Chapitre 6 - Austin

460 56 13
                                    

J'envoie mon dernier dossier quand ma voisine claque sa porte, faisant trembler notre mur mitoyen. Je me tourne vers Ares qui regarde vers elle la tête penchée sur le côté.

— Ouais, c'est bizarre, je murmure.

Aussi bruyante soit elle, elle n'a jamais claqué une porte, même quand je lui ai mis des cris d'animaux toutes les nuits. Je suis tenté de lui parler mais nous ne sommes pas amis, plutôt ennemis avec une marge de tolérance. Oui, je vais l'ignorer c'est mieux. Seulement quand ses sanglots raisonnent dans le silence environnant, je ne peux plus feindre l'indifférence. Je soupire et m'approche de la cloison.

— Billie? 

— C'est vraiment pas le moment Austin, hurle t elle. Tu auras tout le temps de me casser les oreilles demain. S'il te plaît juste une soirée.

— Je voulais juste voir si ça allait, je rétorque.

Elle lâche un ricanement amer avant de frapper le mur, puis le sol. Je m'assieds, dos à elle et attends.

— Parce que ça t'intéresse peut être?

— Tu m'as aidé quand j'avais mal à la jambe... peut être que je peux t'aider ce soir...

— Je vais surement perdre mon boulot, tu ne peux rien pour moi.
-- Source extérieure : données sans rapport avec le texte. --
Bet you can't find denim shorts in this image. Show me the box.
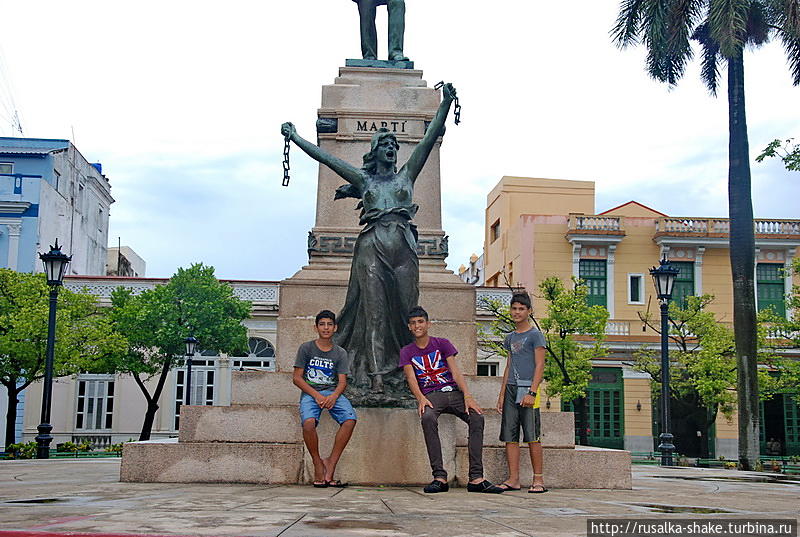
[500,384,542,443]
[300,388,357,425]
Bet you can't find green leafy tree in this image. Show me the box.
[630,294,780,456]
[0,269,125,446]
[111,264,250,440]
[480,276,608,445]
[611,0,800,469]
[756,138,800,172]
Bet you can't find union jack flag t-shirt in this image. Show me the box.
[400,337,458,394]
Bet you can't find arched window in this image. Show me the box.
[233,337,275,371]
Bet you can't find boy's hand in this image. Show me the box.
[520,394,536,408]
[322,394,339,410]
[464,395,483,414]
[417,397,433,418]
[314,393,328,408]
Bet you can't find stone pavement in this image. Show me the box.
[0,459,800,537]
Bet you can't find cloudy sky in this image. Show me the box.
[0,0,800,280]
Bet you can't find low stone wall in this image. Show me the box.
[120,404,630,488]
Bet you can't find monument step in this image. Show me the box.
[120,438,304,483]
[178,404,575,449]
[231,371,528,413]
[178,402,303,444]
[120,438,631,489]
[456,446,631,490]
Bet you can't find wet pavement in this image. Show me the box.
[0,459,800,537]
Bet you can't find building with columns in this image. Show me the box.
[483,177,800,458]
[0,137,114,446]
[0,137,114,275]
[24,276,511,447]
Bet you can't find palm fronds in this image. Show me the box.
[611,0,645,48]
[692,21,722,92]
[708,0,753,58]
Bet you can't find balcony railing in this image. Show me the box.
[64,276,280,306]
[568,214,625,235]
[656,218,800,238]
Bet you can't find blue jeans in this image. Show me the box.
[300,388,357,425]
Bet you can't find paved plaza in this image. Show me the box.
[0,459,800,537]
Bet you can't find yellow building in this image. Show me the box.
[483,177,800,458]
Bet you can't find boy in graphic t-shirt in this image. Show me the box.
[400,306,503,494]
[294,310,356,488]
[497,293,547,494]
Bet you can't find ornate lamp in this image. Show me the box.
[650,257,680,301]
[183,336,198,405]
[36,239,72,459]
[650,256,680,466]
[39,239,72,286]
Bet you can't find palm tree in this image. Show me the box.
[611,0,800,469]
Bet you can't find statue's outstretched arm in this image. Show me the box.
[281,123,364,188]
[400,84,456,182]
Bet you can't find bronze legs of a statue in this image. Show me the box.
[356,0,408,61]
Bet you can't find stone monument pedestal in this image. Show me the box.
[120,371,631,489]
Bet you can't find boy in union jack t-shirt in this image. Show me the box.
[400,306,503,494]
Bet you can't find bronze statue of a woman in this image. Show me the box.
[281,84,456,393]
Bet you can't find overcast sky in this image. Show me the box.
[0,0,800,280]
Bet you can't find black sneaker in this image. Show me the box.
[467,479,504,494]
[422,479,450,494]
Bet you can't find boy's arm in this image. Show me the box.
[403,364,433,416]
[522,347,545,407]
[497,356,511,414]
[292,367,325,408]
[320,373,347,409]
[447,355,483,414]
[531,347,546,393]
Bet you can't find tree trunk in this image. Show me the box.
[3,386,19,450]
[134,357,172,441]
[139,399,158,441]
[728,51,759,470]
[575,397,589,446]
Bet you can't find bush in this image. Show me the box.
[6,441,37,459]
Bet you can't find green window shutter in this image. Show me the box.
[669,261,694,308]
[756,263,786,318]
[578,259,608,308]
[561,367,625,449]
[783,394,800,455]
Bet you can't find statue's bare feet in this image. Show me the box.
[372,375,383,393]
[322,459,336,483]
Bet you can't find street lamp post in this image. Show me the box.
[650,257,680,466]
[183,336,197,405]
[36,239,72,459]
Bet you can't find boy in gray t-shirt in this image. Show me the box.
[497,293,547,494]
[294,310,356,488]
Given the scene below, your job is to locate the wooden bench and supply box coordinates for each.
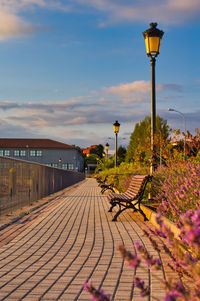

Sa voix tremble et ses pleurs étouffés reprennent de plus belle. Je frotte ma cuisse qui commence à me lancer tout en cherchant quoi lui dire. Rien ne vient, parce qu'elle a raison, je ne peux rien pour elle.

— Tu fais quoi comme travail?

— Je suis prof de danse.

— Ca explique beaucoup de chose, je rigole. Je pensais que tu étais danseuse pro ou un truc du genre. 

— C'est ce qui était prévue..., m'avoue t elle.

— Qu'est ce qui s'est passé?

— Une longue histoire ennuyante et déprimante.

Elle me renvoie mes propres mots au visage mais je ne peux pas lui en vouloir. Bientôt 2 mois qu'on se torture mutuellement et quand elle m'a tendu la main en pleine crise, je n'ai rien lâché sur mon histoire alors je ne peux pas attendre mieux de sa part.

— Tu ne voudrais pas t'inscrire à l'un de mes cours?

Je pouffe rien qu'à l'idée jusqu'à ce que ma jambe me rappelle à l'ordre. La crise pointe le bout de son nez, je le sens.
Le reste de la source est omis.